Be kind, dear children.
The world will bless
The heart that delights to relieve distress
The hand that is ready to offer aid
To child or animal made afraid.
Be kind.
Be kind, dear children.
The heart grows strong
That shuns to be partner with any wrong;
The noblest men that the earth has known
Have lived not unto themselves alone.
Be kind.
Be kind, dear children, and you shall see
Eyes look into yours so gratefully;
Though lips speak not, there is language yet,
And the heart of a animal will not forget.
Be kind.
-Author Unknown.
AUDUBON'S DESCRIPTION OF THE HUMMING-BIRD
No SOONER has the returning sun again caused millions of plants to expand their leaves, and blossom to his genial beams than the little humming-bird is seen advancing on fairy wings, carefully visiting every opening flower-cup, and, like a curious florist, removing from each the injurious insects that otherwise would ere long cause its beauteous petals to droop and decay. Poised in the air, it is observed peeping cautiously, and with sparkling eye, into their innermost recesses; while the motion of its pinions, so rapid and so light, appear to fan and cool the flower, and produce a delightful murmuring sound, well adapted to lull the insects to repose.
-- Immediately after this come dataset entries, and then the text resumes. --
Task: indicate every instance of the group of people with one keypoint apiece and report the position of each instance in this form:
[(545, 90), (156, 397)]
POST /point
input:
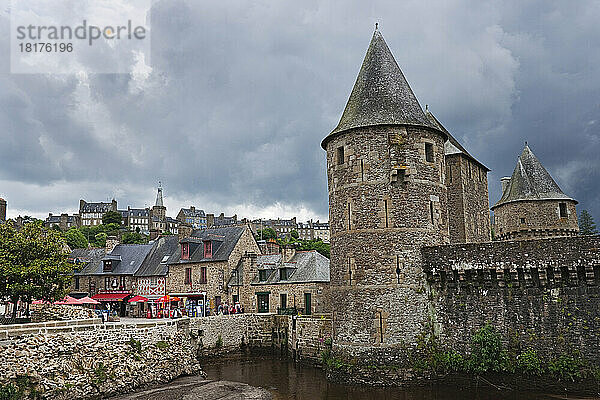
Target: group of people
[(226, 308)]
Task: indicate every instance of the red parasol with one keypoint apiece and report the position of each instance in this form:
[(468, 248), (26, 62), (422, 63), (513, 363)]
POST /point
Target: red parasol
[(137, 299)]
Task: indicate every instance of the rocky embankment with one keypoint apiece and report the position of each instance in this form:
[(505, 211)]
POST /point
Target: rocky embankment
[(78, 361)]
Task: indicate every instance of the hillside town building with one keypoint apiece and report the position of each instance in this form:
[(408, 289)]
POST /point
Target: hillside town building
[(3, 207), (532, 204), (196, 218), (91, 213)]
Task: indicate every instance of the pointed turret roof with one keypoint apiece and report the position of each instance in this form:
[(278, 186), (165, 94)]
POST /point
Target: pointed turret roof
[(381, 95), (531, 181), (452, 146), (159, 202)]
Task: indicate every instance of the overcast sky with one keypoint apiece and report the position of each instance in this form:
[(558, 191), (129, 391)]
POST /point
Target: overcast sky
[(239, 94)]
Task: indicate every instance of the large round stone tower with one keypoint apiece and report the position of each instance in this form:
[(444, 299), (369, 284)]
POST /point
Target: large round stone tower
[(387, 199)]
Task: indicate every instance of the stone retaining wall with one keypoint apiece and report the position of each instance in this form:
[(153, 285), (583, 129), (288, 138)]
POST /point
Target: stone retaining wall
[(85, 359)]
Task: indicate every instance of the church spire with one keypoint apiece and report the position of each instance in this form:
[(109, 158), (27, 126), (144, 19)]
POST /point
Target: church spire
[(381, 94), (159, 201)]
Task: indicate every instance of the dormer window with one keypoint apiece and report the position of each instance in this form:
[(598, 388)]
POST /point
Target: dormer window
[(185, 251), (208, 249), (283, 274), (562, 209), (262, 275)]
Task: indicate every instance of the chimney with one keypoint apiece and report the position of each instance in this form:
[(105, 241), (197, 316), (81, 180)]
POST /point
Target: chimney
[(111, 243), (287, 253), (184, 230), (504, 181)]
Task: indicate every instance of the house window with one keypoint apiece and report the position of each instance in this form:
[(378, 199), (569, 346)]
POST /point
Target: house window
[(185, 251), (431, 214), (429, 152), (307, 304), (208, 249), (562, 209), (262, 275), (340, 155), (283, 300)]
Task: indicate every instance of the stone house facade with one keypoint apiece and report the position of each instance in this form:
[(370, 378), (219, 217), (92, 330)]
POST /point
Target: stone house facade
[(533, 205), (91, 213), (205, 261), (286, 282)]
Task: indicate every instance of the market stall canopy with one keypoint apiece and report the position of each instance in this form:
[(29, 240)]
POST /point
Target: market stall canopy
[(68, 300), (110, 296), (88, 300), (137, 299)]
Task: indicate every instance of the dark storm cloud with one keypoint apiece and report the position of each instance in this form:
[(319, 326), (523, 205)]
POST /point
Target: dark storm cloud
[(240, 93)]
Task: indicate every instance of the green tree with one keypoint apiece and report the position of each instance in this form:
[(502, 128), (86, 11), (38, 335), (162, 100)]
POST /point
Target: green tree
[(134, 238), (33, 264), (75, 239), (100, 239), (587, 226), (265, 234), (112, 217)]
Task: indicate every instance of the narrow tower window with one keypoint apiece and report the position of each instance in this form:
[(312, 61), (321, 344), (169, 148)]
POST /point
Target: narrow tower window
[(387, 224), (350, 270), (349, 216), (362, 170), (562, 209), (340, 155), (428, 152), (431, 211)]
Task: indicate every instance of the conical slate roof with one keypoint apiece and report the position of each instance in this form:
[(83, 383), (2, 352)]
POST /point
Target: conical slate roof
[(159, 201), (531, 181), (452, 146), (381, 95)]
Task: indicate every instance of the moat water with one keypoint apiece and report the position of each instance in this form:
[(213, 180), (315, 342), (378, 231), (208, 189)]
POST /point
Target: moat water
[(286, 379)]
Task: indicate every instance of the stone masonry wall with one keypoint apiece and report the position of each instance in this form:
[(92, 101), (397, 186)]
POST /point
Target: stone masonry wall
[(386, 201), (468, 202), (542, 293), (87, 359), (534, 219), (235, 331)]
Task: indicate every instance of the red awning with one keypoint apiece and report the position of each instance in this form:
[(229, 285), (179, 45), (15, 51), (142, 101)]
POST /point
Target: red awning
[(137, 299), (110, 296)]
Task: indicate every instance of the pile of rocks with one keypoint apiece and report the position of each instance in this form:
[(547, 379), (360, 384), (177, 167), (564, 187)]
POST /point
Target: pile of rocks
[(99, 362), (59, 312)]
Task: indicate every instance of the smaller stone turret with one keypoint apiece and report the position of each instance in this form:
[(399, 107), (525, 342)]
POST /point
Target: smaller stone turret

Then is the moment for the humming-bird to secure them. Its long, delicate bill enters the cup of the flower, and the tongue touches each insect in succession and draws it from its lurking-place, to be instantly swallowed. All this is done in a moment, and the bird, as it leaves the flower, sips so small a portion of its liquid honey that the theft, we may suppose, is looked upon with a grateful feeling by the flower which is thus kindly relieved from the attacks of her destroyers.
The prairies, the fields, the orchards and gardens--nay, the deepest shades of the forest are all visited in their turn; and everywhere the little bird meets with pleasure and with food.
Its gorgeous throat in beauty and brilliancy baffles all competition. Now it glows with fiery hue, and again it is changed to the deepest velvety black. The upper parts of its delicate body are of resplendent, changing green. It moves from one flower to another like a gleam of light-upward, downward, to the right, and to the left.
In this manner it searches the extreme northern portions of our country, following with great precaution the advances of the season; and retreats with equal care at the approach of autumn.